Buttigieg Repeatedly Ducks Questions About The Possibility Of A Recession
WASHINGTON, DC - APRIL 09: U.S. Secretary of Transportation Pete Buttigieg speaks during a daily press briefing at the James Brady Press Briefing Room of the White House April 9, 2021 in Washington, DC. White House Press Secretary Jen Psaki held the briefing to answer questions from members of the press. (Photo by Alex Wong/Getty Images)
Alex Wong via Getty Images

Transportation Secretary Pete Buttigieg dodged multiple questions on whether the U.S. economy is headed for a recession.

While making the rounds on the Sunday talk shows, Buttigieg deflected multiple times when hosts asked him if he thought a recession was forthcoming. Buttigieg’s comments come on the heels of two-quarters of negative economic growth, which meets the rule-of-thumb definition of a recession, combined with crushing inflation that rose 8.2% from September 2021 to September 2022, surpassing analysts’ forecasts.

Buttigieg downplayed the threat of recession on ABC’s “This Week” first.

“Look, it’s possible, but not inevitable,” he said. “[P]art of why we do see a lot of pressure on prices is that while demand has come back, Americans have more income because Americans have jobs in this almost historically low level of unemployment, it’s been hard for the supply side to keep up,” he added.

Then on CBS’s “Face the Nation,” he was asked to clarify conflicting remarks that President Joe Biden made last week about a possible recession. “What exactly is the forecast?” host Margaret Brennan inquired.

“Well, look, I mean, forecasting is by its nature, something that is a little bit uncertain,” Buttigieg replied.

“That’s political spin,” Brennan cut in.

“Well, look, I- I don’t think anybody could argue that, for example, our unemployment numbers are anything but strong as hell, they’re under 4%,” Buttigieg responded. “That almost never happens. We’re at or near the definition of full employment. We also don’t have any illusions about the challenges that Americans face with prices,” he added before shifting the blame to Republicans who didn’t vote for Democratic priorities in the Inflation Reduction Act or the government funding bill.

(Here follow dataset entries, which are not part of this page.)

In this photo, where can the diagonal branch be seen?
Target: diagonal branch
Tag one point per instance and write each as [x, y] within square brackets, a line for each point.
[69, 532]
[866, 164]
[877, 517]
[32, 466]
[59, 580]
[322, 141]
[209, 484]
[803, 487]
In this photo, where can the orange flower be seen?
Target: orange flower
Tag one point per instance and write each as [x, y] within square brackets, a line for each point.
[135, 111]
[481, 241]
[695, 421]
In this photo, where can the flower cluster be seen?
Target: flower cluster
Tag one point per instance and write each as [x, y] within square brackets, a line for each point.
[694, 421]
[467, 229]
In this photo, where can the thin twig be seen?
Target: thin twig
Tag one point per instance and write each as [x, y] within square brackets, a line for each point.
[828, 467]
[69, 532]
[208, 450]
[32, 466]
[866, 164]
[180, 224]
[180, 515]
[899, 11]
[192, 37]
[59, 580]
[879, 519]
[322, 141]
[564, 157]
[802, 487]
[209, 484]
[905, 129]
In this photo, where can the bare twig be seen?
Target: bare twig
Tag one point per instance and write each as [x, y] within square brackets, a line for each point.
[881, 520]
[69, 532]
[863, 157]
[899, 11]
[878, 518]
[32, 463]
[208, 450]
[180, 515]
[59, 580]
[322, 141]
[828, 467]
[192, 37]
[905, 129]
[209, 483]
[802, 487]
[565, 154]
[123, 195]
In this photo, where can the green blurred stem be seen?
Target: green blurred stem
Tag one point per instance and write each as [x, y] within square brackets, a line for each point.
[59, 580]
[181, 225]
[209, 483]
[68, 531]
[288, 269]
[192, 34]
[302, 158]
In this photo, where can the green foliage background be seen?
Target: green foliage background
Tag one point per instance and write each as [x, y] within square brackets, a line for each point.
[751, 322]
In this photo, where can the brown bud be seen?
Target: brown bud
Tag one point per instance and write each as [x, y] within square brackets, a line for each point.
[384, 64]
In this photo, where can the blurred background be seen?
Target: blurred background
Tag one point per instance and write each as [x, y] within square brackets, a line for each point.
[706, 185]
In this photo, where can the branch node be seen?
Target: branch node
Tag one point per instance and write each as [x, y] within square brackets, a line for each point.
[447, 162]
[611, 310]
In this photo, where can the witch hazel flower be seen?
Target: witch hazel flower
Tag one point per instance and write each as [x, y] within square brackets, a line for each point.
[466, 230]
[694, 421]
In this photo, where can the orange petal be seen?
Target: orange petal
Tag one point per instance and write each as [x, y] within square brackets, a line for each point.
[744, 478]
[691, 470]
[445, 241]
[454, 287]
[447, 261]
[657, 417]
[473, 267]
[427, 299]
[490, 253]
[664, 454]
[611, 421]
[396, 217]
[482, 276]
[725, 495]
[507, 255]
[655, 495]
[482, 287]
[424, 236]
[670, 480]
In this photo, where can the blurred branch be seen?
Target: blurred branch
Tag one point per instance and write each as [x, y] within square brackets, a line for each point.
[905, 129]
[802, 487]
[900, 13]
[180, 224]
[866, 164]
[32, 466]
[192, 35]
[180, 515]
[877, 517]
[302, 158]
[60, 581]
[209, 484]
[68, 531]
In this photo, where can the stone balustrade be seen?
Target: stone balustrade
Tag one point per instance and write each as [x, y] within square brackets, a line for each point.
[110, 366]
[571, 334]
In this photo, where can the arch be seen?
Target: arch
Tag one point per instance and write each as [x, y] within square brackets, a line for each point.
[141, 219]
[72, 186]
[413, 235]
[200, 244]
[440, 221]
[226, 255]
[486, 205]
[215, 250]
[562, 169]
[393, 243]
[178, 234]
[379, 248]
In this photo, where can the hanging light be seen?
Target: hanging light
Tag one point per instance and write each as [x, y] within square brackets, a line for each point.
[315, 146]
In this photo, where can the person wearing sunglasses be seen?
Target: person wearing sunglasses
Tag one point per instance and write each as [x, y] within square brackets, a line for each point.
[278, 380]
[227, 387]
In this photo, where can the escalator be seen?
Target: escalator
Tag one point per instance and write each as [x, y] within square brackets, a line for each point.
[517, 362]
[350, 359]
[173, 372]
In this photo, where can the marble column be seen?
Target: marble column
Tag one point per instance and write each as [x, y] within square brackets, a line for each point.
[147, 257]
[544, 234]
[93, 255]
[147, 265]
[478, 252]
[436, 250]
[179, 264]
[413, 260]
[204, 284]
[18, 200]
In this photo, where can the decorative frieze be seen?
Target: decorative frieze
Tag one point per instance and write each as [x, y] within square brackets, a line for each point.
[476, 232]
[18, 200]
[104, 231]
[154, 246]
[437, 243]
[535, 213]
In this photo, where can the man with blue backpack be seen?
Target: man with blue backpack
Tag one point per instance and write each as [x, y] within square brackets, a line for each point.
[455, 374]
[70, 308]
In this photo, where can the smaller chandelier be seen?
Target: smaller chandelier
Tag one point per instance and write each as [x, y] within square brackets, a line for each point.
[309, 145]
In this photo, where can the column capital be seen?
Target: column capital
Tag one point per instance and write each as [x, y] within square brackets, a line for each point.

“We are squarely focused on making it easier for Americans to get by on their income,” said Buttigieg.

The Transportation Secretary’s remarks follow similarly conflicting comments made by his boss. During a recent interview with CNN’s Jake Tapper, Biden shot down fears of a recession, saying that if one comes, it would be a minor one.

“Every six months they say this,” Biden said. “There is no guarantee that there’s going to be a recession, I don’t think there will be a recession, if there is it will be a very slight recession, that is we’ll move down slightly.”

But while speaking to reporters Saturday, Biden shot down the possibility of a recession flat out, claiming that the U.S. economy was strong and that other countries were facing more significant hardship.

“Our economy is strong as hell,” Biden claimed. “Inflation is worldwide, it’s worse off everywhere else than it is in the United States. So the problem is a lack of economic growth and sound policy in other countries, not so much ours.”